アフターコロナにより業績不振に陥っていたCG制作会社では、毎月の社員の給料を保証できないことを鑑みて、2024年の夏、全員をやむなく解雇した。
都市部に構えていたCG制作会社の事務所を自宅近くに移転し、現在は山田さんが1人で依頼を受ける。リソースが足りない場合に、その都度山田さんの方から元社員の個人事業主に発注するという形を取るようになった。
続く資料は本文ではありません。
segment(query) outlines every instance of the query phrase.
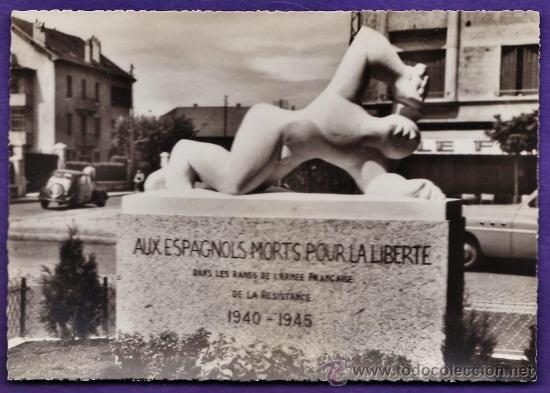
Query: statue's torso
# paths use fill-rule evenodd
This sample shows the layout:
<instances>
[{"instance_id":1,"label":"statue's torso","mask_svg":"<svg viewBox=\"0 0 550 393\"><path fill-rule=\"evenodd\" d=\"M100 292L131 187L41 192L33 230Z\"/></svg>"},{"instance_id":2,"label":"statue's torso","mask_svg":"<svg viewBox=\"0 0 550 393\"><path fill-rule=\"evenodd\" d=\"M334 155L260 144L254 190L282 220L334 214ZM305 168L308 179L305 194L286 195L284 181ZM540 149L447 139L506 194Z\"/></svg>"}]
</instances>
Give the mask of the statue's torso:
<instances>
[{"instance_id":1,"label":"statue's torso","mask_svg":"<svg viewBox=\"0 0 550 393\"><path fill-rule=\"evenodd\" d=\"M278 135L280 144L271 163L267 183L286 176L302 162L322 159L352 176L373 154L357 127L364 120L364 110L338 95L321 94L302 110L290 111L269 104L254 105L241 129L248 138ZM251 143L253 148L254 143Z\"/></svg>"},{"instance_id":2,"label":"statue's torso","mask_svg":"<svg viewBox=\"0 0 550 393\"><path fill-rule=\"evenodd\" d=\"M278 112L279 132L282 135L281 160L279 165L299 165L301 162L319 158L344 169L361 166L372 155L359 133L350 130L359 127L362 108L342 97L319 96L301 111Z\"/></svg>"}]
</instances>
同じ頃、山田さんは以前から誘いを受けていた「大学の芸術学部の非常勤講師」の仕事も受けることに。山田さんのように実社会で通用するCGの技術や知識を教えられる講師というのは、実のところあまり多くはないそうだ。
「最初は断っていたんです。でもやってみたらすごく楽しかった。今は最低限のベーシックインカムとしてやっていますが、今はこっちの仕事をもっと増やしたいくらいです」
CGグラフィック制作、茶農家、非常勤講師。これらの仕事と子育てをどのように毎日こなしていっているのだろう。
朝8時、自宅近くまで幼稚園のバスが来るので長男を乗せ、8時半には次男を保育園に送迎する。山田さんはその足で事務所に向かい、夕方まで仕事をする。その事務所ではCG制作の仕事も、農業関係の事務処理もしているという。
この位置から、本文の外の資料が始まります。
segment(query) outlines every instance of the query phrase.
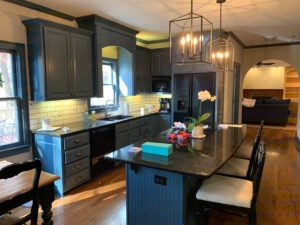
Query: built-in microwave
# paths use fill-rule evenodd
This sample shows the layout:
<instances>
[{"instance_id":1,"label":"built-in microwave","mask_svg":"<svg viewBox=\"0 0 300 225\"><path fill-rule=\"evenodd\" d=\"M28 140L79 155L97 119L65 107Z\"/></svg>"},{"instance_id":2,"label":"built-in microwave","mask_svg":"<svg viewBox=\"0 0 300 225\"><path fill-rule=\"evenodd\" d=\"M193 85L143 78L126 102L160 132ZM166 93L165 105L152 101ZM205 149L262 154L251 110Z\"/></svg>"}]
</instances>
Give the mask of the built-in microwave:
<instances>
[{"instance_id":1,"label":"built-in microwave","mask_svg":"<svg viewBox=\"0 0 300 225\"><path fill-rule=\"evenodd\" d=\"M152 92L171 93L171 76L152 76Z\"/></svg>"}]
</instances>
17時には次男を再び迎えに行き、帰宅。今は事務所が同じ町内にあるので、以前よりもかなり動きやすくなった。
現在は育休取得中の妻が家事の大部分を担うが、その日の夕食を作る係は大体その日に決めている。
ここに加え、家業の農作業は今も父が現役で担っているが、その作業の手伝いなどが時期により発生。その合間を縫って非常勤講師の仕事もこなし、バンド活動も継続している。

50代「まだジタバタしている」
これから、まだまだ家計の支出が増えていく時期だ。資産形成というと少し違うが、と前置きをしつつ、「家業の『お茶』が自分の資産です。末っ子が大学へ行く頃、僕は70代。でも、僕の父が70代の今でも現役バリバリで働いているのを見ると『大丈夫だ』と思えるので、それが心の支えになっています」と山田さんは話す。
今は家業が「いつか、自分の子どもが就きたい仕事の選択肢の一つに入ればいいな」という思いで、ブランディングや新しい試みなどに注力していきたいと考えている。
「だから僕は、この歳になってもまだジタバタしてますよ。自分ができることを寄せ集めて、なんとかやっていってるだけなんです。でも」
自身がうつを患った経験から言えるのは、”全速力で走らなくていい”ということだ。「遠いゴールを目指す必要もない。自分が気持ち良い速度で進んでいけるスピードと距離感を掴むことが大切だったんですよね」。